Thursday, March 22, 2007

Making money with Web 2.0

Loyal readers of my blog will remember that in the past I have written about the possibilities to make money with Web 2.0. Via a Dutch site I ran into a presentation by an Italian consultant who names himself BizMogeek (Business Model geek, real name Luca Grivet).

As I have not found his ideas on some other blogs on Web 2.0, I will give a very short summary of his findings here. Grivet identifies 5 business models for Web 2.0:
  1. Free: the best known and near-classic model, in which revenue is generated by advertising
  2. Free to use, pay for related service: the base product can be used free of charge, for example open source software (MoveableType). However, for additional services you have to pay (TypePad)
  3. Freemium: the base product is free of charge (like with business model 2) to a certain extent. If you exceed a specific usage limit (Flickr), want additional service (LinkedIn) or want to buy extra items (SecondLife), it becomes a charged service
  4. Freedom to pay: it is up to the users to decide whether or not they are willing to pay to use the service, or you can make a donation (Wikipedia)
  5. Nothing free: the service will be charged anyway (iTunes), however you can get a share of the revenue that is generated (eBay, Google AdSense)
This is quite a good effort to describe the possibile Web 2.0 business models in my opinion. Grivet has even created a framework to help position service providers in the Web 2.0 market, as he has added the specific target market (or business area as he calls it) as well in this model: content, application / service or products / software. I find it somewhat questionnable whether or not you should draw a distinction between application / service and products / software, especially as SaaS is blurring the boundaries between those.
Nevertheless, I appreciate Grivet's work, and it is one of the best attempts I have seen so far to describe the different possibilities.
I have one key objection against his list and framework, and that is that there are quite some Web 2.0 startups that appear to have no other business model than attracting the big Web 2.0 players to get acquired by those players. These startups cannot be placed in any category mentioned by Grivet, as their key objective is to get noticed by Yahoo!, Google, MSN and [you name it], hoping that these big guys are willing to buy them out.
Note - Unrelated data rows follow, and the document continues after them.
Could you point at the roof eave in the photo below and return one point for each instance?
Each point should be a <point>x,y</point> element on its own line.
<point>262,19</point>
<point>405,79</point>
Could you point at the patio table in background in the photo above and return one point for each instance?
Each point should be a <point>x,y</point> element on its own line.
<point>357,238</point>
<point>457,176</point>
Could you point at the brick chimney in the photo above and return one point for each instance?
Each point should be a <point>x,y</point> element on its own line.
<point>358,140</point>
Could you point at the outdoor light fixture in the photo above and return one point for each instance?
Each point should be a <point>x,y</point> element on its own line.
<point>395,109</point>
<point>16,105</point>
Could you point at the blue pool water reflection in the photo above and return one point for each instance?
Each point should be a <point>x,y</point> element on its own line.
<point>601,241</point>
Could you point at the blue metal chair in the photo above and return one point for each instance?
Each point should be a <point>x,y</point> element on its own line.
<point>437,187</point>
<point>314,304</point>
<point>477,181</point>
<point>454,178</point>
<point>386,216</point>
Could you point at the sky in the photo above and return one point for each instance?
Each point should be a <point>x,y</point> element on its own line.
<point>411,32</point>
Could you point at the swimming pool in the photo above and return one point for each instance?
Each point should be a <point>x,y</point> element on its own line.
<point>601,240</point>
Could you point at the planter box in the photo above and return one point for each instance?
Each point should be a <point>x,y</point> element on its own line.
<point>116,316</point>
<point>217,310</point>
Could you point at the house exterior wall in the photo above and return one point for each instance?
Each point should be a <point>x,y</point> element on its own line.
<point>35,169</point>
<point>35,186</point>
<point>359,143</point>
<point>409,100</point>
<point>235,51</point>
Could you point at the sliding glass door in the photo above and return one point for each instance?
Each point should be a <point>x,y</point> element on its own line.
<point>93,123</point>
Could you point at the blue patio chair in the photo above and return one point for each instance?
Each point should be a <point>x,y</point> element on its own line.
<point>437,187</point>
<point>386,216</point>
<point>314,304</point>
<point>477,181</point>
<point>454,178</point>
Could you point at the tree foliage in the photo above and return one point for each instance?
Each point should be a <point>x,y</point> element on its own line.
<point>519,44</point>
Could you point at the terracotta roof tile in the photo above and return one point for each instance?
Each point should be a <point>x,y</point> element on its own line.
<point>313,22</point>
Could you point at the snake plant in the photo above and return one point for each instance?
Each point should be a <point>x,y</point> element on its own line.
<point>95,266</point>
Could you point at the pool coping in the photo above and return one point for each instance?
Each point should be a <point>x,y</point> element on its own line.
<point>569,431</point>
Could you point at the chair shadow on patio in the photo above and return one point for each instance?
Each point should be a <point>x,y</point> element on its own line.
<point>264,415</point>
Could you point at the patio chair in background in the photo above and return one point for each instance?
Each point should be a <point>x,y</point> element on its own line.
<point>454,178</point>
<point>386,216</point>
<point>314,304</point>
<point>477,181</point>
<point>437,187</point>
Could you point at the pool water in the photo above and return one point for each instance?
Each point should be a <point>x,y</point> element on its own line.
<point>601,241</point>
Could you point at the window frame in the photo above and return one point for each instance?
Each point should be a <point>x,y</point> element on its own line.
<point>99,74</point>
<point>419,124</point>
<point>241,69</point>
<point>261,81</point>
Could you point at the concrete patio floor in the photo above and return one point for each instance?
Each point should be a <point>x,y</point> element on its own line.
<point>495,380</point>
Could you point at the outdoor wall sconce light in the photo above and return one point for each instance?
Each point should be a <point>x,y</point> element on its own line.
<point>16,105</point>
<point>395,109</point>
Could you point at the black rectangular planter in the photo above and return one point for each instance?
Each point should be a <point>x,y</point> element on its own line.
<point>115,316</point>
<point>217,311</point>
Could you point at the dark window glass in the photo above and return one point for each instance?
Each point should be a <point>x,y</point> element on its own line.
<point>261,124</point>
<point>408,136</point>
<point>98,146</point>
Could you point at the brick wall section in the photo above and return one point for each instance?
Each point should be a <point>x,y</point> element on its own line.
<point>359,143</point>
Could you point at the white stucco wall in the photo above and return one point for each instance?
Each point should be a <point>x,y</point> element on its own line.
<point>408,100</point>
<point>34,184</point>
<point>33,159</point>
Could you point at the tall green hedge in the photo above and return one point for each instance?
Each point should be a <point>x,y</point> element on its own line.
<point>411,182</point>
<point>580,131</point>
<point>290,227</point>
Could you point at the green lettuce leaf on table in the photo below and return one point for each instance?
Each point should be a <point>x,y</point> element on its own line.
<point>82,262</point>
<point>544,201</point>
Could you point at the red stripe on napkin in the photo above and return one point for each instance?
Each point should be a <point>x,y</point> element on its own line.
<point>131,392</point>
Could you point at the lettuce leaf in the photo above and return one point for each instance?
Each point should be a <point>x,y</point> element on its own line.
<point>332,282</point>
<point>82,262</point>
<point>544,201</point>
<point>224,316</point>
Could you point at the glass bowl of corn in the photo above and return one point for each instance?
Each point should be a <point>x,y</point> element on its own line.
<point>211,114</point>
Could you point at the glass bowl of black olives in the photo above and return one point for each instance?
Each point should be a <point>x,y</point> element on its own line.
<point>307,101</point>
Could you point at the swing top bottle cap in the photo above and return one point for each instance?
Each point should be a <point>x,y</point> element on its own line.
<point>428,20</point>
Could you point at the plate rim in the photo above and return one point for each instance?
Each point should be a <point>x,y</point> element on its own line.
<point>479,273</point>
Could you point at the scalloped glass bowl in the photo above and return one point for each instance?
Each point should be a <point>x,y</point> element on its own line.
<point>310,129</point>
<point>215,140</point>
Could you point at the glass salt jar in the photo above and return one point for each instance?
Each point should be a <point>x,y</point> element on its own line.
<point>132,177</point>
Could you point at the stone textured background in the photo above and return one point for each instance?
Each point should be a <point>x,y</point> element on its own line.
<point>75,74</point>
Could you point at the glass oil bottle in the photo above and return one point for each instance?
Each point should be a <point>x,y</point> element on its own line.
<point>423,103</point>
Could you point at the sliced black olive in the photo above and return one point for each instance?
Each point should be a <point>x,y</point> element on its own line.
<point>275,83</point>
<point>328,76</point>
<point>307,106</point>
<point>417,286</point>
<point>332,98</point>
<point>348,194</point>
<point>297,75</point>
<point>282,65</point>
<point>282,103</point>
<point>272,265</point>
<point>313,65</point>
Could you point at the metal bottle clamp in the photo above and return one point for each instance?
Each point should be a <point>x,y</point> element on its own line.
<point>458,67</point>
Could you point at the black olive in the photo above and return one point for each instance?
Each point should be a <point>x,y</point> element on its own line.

I would call this business model the Big bucks buy-out (triple B?) model.
Basically, I think Grivet's model should be extended with this business model, but not at the same level as the 5 models he mentions. The framework could be extended with an extra layer, which could be called "Business intention". Here are 2 choices:
  • being self-supportive through either one of the 5 models mentioned by Grivet, or
  • going for the Big player buy-out / Triple B model
VC's should assess which type they are dealing with, before committing their capital to Web 2.0 startups.